The language was dropped in the waning hours of the legislative session over Republican concerns, said Rep. Ryan Winkler, DFL-Golden Valley, and chief sponsor of the House legislation.
The GOP said it would withdraw support for a separate elections bill if the controversial disclosure provisions were preserved in conference committee, Winkler said. Gov. Mark Dayton said he would not sign the elections bill unless it had bipartisan support.
House Minority Leader Kurt Daudt, R-Crown, who sat on the bill's conference committee, did not respond to a request for comment.
With the state's 2012 legislative races drawing an unprecedented amount of money from outside political groups, the state's Campaign Finance and Public Disclosure Board had asked the Legislature to give it new authority to get more information about where groups involved in elections are getting their money and how it is being spent.
"Those provisions were one of -- if not the board's highest -- priority," said Gary Goldsmith, Executive Director of the campaign finance board. "The rest of the bill is good. There are lots of good things in it, but we are really falling behind in keeping up with disclosure law."
The Senate version included the provisions sought by the board, but the House bill did not. They were stripped in committee over concerns from some groups that the new rules would inhibit free speech and have a chilling effect on donations.
Some of the discarded language centered on two types of political ads. The first are called issue ads, which may praise or criticize a candidate's stance on a certain issue, but don't explicitly tell the viewer to vote for or against the candidate. Unless the ad uses the words "vote for" or "vote against," the group paying for the ad doesn't have to disclose how it was financed. The bill would have changed that for some types of ads and mailers, as well as for some forms of "electioneering communication," which can include voter guides.
The board also asked the Legislature to give it more authority to collect donor information from nonprofit corporations that are spending independently on candidates or on ballot initiatives. Right now, such groups don't have to say anything about individual donors unless the group uses $1,000 or more from that donor for political purposes.
Winthrop & Weinstein lawyer John Knapp represents the Coalition of Minnesota Businesses, a group that includes the Minnesota Chamber of Commerce and the Minnesota Business Partnership, among other business organizations.
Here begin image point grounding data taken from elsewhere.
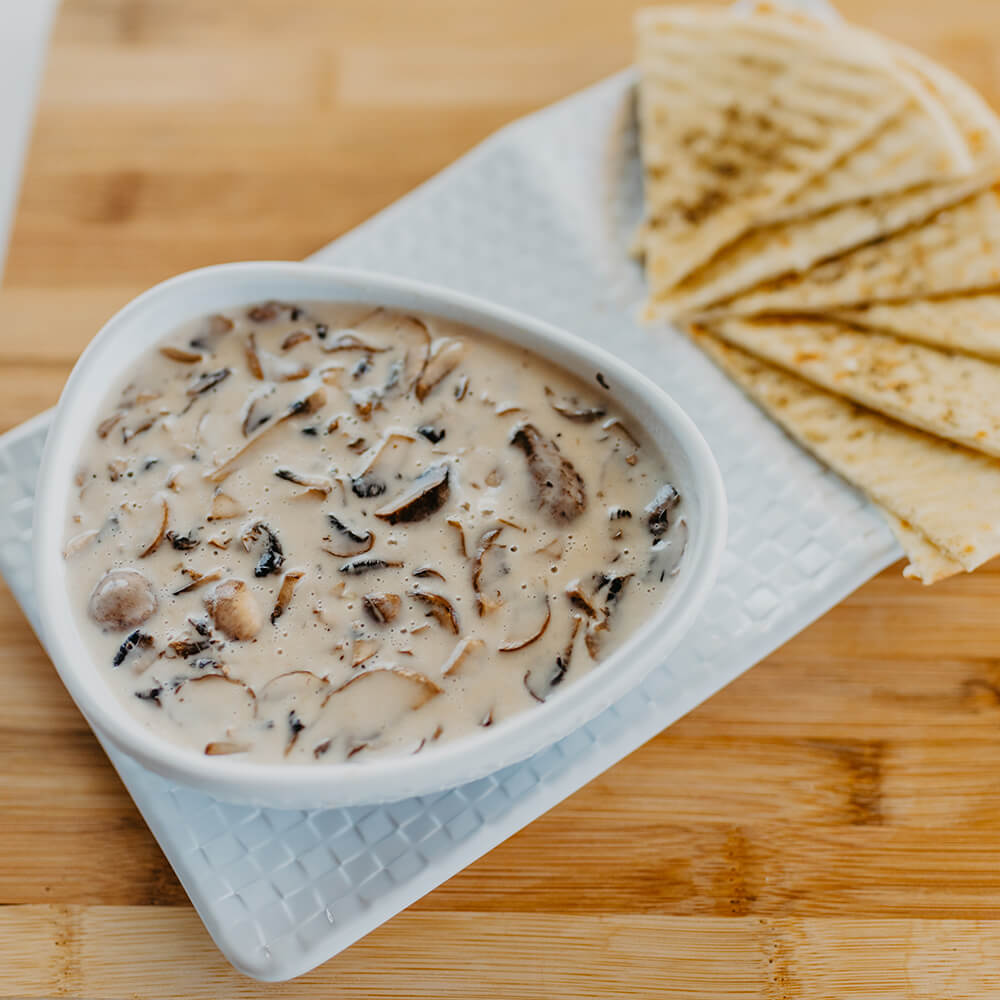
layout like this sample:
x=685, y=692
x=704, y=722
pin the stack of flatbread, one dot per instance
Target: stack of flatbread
x=822, y=214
He said his client opposed the provisions because they were ambiguous and because they could hinder free speech.
"We need all parties to express their opinions on candidates," Knapp said. "It's not a partisan issue at all. It's more of a First Amendment and free speech issue."
The Coalition of Minnesota Businesses is among the groups that sent fliers during last year's election that didn't advocate for one candidate over another, but spoke favorably of a candidate's record. Under the proposed rules, those types of ads could have required more disclosure.
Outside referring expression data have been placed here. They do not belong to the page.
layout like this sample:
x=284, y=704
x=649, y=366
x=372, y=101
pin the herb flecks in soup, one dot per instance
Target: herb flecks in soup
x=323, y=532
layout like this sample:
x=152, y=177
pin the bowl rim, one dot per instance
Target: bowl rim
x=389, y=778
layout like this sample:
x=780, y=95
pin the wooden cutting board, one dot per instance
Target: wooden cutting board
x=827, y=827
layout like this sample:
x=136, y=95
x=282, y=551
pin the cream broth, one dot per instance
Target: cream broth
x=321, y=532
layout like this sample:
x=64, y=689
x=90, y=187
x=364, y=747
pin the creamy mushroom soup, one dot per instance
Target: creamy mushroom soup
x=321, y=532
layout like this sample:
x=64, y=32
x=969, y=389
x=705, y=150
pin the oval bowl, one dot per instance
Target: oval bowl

Minnesota Citizens Concerned for Life also opposed the provisions, arguing that even a fundraising letter to its members could merit further scrutiny.
Other parts of the campaign finance board's legislation proposal stayed intact in the conference committee report, including increases in candidate spending and donation limits. For instance, individual contributions to state lawmakers will increase from $600 to $1,000 over a two year period.
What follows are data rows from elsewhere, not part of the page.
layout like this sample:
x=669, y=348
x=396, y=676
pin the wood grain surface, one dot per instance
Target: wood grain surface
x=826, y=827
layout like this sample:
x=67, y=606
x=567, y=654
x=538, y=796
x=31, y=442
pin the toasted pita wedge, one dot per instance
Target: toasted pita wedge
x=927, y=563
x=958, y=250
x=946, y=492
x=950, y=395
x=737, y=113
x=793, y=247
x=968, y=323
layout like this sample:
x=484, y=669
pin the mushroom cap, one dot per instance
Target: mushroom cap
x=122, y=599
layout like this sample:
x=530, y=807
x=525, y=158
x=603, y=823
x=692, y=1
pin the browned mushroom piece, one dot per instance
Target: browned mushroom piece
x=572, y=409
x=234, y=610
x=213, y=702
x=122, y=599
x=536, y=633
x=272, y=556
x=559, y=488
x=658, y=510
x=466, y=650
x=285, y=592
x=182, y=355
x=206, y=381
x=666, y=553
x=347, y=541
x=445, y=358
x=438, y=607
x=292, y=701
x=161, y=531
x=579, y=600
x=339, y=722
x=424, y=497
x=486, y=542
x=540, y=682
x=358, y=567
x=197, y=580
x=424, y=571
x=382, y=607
Winkler said the changes were necessary to stem the flow of money from third party political groups into campaigns. Low limits mean big dollar donors give their money to third party groups that spend on behalf of candidates.
As a result, "the candidate becomes relatively insignificant in their election," he said. "While I'd like to keep the limits low, I think it's a necessary adjustment in order to deal with the flood of outside money that's coming into races."
Sen. John Marty, DFL-Roseville, who has long advocated for keeping campaign contribution and spending limits low, said the new caps are a bad idea.
"We're troubled by big money in politics, and our solution is to allow more big money into campaigns," he said.
Marty, who wrote Minnesota's law banning gifts from lobbyists, was dismayed by a separate provision added on the Senate floor that will allow corporations to provide lawmakers with food and beverages so long as they are served at an event that all legislators have been invited to in advance.
"I don't think the public is asking business and interest groups to give us more gifts," Marty said.